AGC without modifying the optimizer
kayuksel opened this issue · comments
Hello,
Is there a way to apply AGC externally without modifying the optimizer code?
I am using optimizers from torch_optimizer package and that would be good.
Yeah I think it should be possible by creating a wrapper for any optimizer. I'll try to add this as soon as possible, but for anyone who's interested in a quick implementation:
class AGC(optim.Optimizer):
def __init__(self, optim, clipping=1e-2, eps=1e-3):
super().__init__()
self.optim = optim
self.clipping = clipping
self.eps = eps
@torch.no_grad()
def step(self, closure=None):
for group in self.param_groups:
for p in group['params']:
param_norm = torch.max(unitwise_norm(
p), torch.tensor(group['eps']).to(p.device))
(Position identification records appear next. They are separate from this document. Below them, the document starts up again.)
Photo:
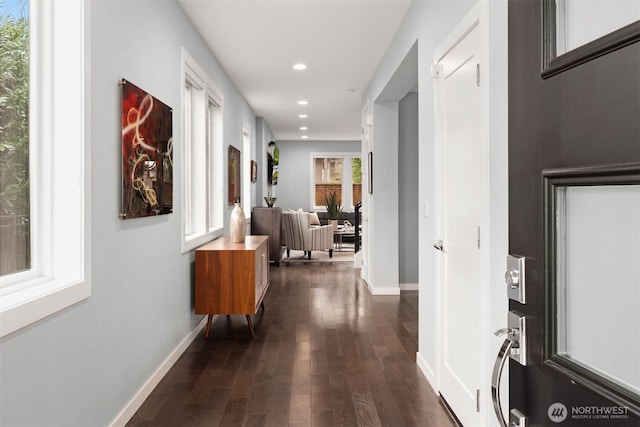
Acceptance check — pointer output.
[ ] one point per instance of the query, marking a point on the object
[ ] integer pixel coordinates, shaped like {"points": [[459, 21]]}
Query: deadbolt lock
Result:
{"points": [[515, 278]]}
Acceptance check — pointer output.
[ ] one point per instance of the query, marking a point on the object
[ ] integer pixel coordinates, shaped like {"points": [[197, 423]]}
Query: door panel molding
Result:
{"points": [[553, 64], [554, 180]]}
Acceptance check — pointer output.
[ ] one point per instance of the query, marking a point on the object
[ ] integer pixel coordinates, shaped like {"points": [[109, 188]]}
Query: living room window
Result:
{"points": [[202, 149], [43, 127], [336, 172], [245, 171]]}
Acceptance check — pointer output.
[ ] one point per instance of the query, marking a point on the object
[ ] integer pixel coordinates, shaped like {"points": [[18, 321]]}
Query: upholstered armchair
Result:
{"points": [[299, 236]]}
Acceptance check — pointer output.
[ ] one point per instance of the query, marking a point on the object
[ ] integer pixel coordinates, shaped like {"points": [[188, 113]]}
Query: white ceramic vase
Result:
{"points": [[237, 225]]}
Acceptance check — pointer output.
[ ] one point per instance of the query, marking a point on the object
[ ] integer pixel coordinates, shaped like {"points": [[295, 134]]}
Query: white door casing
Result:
{"points": [[462, 177]]}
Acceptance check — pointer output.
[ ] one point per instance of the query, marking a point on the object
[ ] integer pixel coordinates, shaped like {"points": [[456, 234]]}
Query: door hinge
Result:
{"points": [[435, 71]]}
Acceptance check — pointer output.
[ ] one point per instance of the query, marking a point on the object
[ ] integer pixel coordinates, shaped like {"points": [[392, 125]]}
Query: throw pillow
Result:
{"points": [[313, 219]]}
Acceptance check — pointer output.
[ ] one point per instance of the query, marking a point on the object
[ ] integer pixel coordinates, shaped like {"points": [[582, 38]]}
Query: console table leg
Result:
{"points": [[208, 328], [253, 331]]}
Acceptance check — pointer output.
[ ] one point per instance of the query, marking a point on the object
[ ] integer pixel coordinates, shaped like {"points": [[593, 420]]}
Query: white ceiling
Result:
{"points": [[257, 42]]}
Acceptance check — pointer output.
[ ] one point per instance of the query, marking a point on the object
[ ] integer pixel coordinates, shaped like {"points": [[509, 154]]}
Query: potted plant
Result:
{"points": [[333, 209]]}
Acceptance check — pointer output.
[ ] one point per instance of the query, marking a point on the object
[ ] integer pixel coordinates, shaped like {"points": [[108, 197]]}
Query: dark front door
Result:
{"points": [[574, 215]]}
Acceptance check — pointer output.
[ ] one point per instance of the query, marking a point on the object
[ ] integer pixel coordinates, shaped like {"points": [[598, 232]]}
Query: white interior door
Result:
{"points": [[461, 376]]}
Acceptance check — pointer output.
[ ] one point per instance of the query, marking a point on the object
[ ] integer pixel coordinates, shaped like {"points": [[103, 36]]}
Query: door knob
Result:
{"points": [[512, 277]]}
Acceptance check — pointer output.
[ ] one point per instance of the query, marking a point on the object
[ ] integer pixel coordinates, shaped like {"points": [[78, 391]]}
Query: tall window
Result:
{"points": [[245, 170], [44, 198], [15, 250], [202, 148], [340, 173]]}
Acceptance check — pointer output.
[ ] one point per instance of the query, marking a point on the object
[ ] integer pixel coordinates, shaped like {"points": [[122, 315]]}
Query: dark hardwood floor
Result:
{"points": [[327, 353]]}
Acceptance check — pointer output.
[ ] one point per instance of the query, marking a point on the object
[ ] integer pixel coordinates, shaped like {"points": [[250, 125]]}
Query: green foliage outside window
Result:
{"points": [[14, 112]]}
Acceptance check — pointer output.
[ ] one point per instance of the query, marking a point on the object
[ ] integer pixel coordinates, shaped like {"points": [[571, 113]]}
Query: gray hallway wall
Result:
{"points": [[408, 201]]}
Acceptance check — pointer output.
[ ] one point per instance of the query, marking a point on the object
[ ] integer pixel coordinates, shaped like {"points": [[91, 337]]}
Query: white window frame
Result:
{"points": [[347, 178], [59, 164], [203, 178]]}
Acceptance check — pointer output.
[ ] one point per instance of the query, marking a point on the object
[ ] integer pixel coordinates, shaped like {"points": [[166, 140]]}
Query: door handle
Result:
{"points": [[515, 347], [503, 354]]}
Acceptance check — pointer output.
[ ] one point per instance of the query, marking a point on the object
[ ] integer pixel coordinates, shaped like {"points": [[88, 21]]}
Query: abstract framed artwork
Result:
{"points": [[147, 154], [234, 175]]}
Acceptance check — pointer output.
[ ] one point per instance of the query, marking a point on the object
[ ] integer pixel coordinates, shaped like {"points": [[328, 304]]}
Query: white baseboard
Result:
{"points": [[409, 286], [383, 290], [428, 372], [357, 260], [134, 404]]}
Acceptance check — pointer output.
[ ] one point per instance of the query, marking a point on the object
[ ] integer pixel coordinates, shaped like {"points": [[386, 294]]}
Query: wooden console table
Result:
{"points": [[231, 278]]}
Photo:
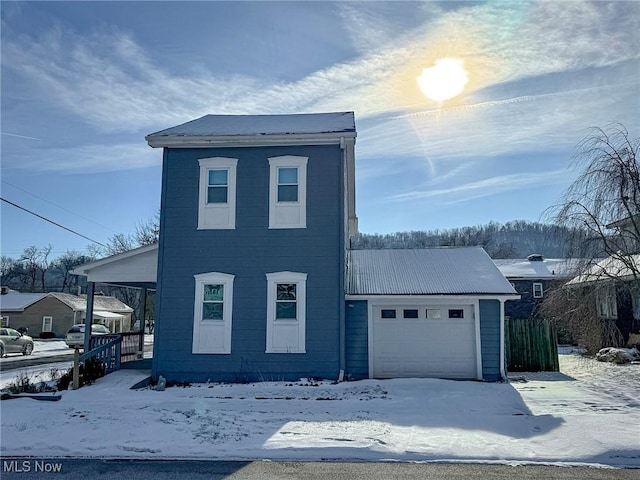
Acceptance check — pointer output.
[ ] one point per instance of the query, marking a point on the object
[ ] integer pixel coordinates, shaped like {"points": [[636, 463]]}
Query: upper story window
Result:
{"points": [[606, 302], [217, 199], [218, 186], [537, 290], [287, 184], [288, 192]]}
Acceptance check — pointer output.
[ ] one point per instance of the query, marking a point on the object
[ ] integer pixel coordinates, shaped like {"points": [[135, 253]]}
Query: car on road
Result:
{"points": [[12, 341], [75, 336]]}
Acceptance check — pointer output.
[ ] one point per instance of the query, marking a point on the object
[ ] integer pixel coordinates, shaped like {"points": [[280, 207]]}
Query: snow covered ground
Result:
{"points": [[588, 414]]}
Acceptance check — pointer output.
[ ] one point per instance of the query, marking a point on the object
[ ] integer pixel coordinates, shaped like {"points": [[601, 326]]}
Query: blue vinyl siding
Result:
{"points": [[250, 252], [357, 339], [490, 339]]}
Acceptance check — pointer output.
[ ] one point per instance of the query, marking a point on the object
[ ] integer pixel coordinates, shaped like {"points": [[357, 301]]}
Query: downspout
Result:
{"points": [[503, 373], [89, 315], [342, 363]]}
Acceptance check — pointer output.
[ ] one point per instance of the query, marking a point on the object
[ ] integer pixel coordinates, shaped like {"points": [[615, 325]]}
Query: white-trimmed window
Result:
{"points": [[212, 317], [47, 324], [288, 192], [217, 200], [537, 290], [606, 302], [286, 312]]}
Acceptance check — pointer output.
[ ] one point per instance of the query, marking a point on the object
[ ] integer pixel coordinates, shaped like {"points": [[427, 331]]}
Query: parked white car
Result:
{"points": [[12, 341], [75, 336]]}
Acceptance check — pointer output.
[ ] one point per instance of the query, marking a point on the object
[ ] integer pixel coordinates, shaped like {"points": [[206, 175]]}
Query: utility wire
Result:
{"points": [[51, 221], [55, 205]]}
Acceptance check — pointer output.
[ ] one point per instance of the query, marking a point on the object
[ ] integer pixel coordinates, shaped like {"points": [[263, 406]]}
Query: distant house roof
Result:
{"points": [[610, 268], [13, 301], [257, 129], [100, 303], [16, 302], [430, 271], [547, 269], [137, 267]]}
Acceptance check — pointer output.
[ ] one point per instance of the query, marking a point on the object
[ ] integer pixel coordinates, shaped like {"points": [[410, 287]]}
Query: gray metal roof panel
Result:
{"points": [[429, 271], [240, 125]]}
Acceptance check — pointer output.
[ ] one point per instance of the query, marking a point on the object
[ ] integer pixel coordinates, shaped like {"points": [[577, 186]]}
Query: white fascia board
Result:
{"points": [[83, 270], [200, 141], [421, 298]]}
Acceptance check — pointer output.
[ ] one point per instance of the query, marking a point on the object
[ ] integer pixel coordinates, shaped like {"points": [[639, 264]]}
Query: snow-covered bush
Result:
{"points": [[618, 355]]}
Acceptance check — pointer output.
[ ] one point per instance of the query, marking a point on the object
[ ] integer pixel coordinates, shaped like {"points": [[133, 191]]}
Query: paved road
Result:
{"points": [[33, 361], [73, 469]]}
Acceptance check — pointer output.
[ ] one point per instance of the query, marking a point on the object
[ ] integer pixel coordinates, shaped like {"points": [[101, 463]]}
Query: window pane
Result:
{"points": [[288, 175], [218, 177], [213, 293], [212, 311], [433, 313], [388, 314], [287, 193], [285, 309], [286, 291], [217, 195]]}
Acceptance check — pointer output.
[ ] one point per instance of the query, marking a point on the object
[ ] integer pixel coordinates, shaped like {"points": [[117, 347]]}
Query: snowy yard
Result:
{"points": [[588, 414]]}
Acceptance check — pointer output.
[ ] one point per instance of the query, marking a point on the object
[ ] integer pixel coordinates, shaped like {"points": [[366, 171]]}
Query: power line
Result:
{"points": [[55, 205], [51, 221]]}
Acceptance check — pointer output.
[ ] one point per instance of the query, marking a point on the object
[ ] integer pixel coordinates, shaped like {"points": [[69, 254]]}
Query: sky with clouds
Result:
{"points": [[84, 82]]}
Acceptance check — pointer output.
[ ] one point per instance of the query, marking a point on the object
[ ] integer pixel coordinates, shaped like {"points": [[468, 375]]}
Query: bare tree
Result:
{"points": [[64, 264], [602, 206]]}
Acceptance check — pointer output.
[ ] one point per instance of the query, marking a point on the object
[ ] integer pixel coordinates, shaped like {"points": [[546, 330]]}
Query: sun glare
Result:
{"points": [[443, 81]]}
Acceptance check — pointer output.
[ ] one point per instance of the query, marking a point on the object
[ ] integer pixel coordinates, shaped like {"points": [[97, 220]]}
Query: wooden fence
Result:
{"points": [[531, 345]]}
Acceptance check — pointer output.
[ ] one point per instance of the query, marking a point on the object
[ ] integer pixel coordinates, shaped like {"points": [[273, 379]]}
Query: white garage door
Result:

grad_norm = unitwise_norm(p.grad)
max_norm = param_norm * group['clipping']
trigger = grad_norm > max_norm
clipped_grad = p.grad * \
(max_norm / torch.max(grad_norm,
torch.tensor(1e-6).to(grad_norm.device)))
p.grad.data.copy_(torch.where(trigger, clipped_grad, p.grad))
self.optim.step(closure)
Note that the above code is a raw implementation, but the actual code will be pretty close to this. Hope this helps @kayuksel
Added the generic AGC here 658675f, but needs testing. Do let me know how it works out for you.
@vballoli I have tested it. It worked without problems for me.